Jordan released her hand and waved a finger in the air to keep her attention. “Stay with me on this. They captured Elaina because of Michael but they captured you, too. Why? Just because you were with her?”
“Right. Why else?”
“Because you could identify one of them.”
Puzzle pieces scattered again, and she let out a slow breath. “I’m not following you.”
“I assumed when you said you’d overheard a man say you could identify him that he thought you’d seen him when you and Elaina were taken last night.”
“That’s right.”
He shook his head. “What if that’s wrong?”
“Jordan, you’re not making any sense.”
“I’m sorry.” He took a deep breath, and when he spoke again, his words were slow, almost methodical. “These men have shown they’re not afraid to fire their weapons on this ship. They’re clearly familiar with it and have hiding places. If you were just another hurdle between them and Elaina, why keep you around? Why not just kill you and get rid of your body?”
She blinked and sucked in a quick breath. “I have no idea.”
“They’re chasing you now. But what if they were always chasing you?”

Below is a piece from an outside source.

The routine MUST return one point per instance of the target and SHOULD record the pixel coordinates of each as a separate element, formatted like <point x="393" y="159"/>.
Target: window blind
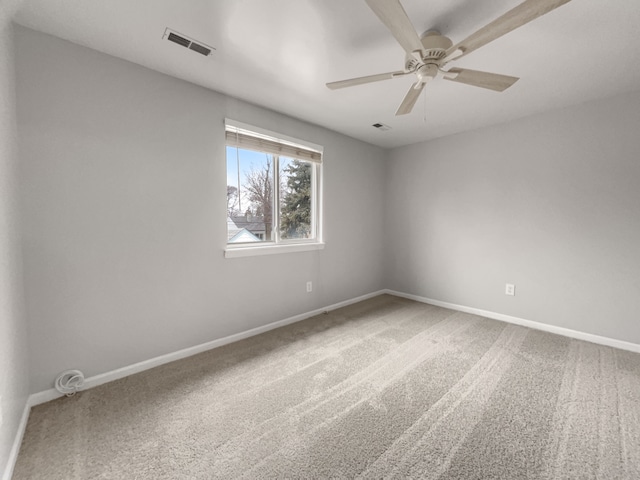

A deep throbbing began behind her left eye and she pressed her fingers against it in a vain attempt to relieve some of the pressure, only remembering the bruise that swept across her face when she accidentally pressed too hard against the tender spot.
“What if Elaina wasn’t the only target?” he said.
She held up one finger as her stomach took a spectacular nosedive. Pressing her other hand to her lips, she squinted at him and shook her head before asking a question she sure didn’t want to know the answer to. “What makes you ask that?”
He answered it with another question of his own. “Was the man you heard in the storage closet one of the men that took you and Elaina last night?”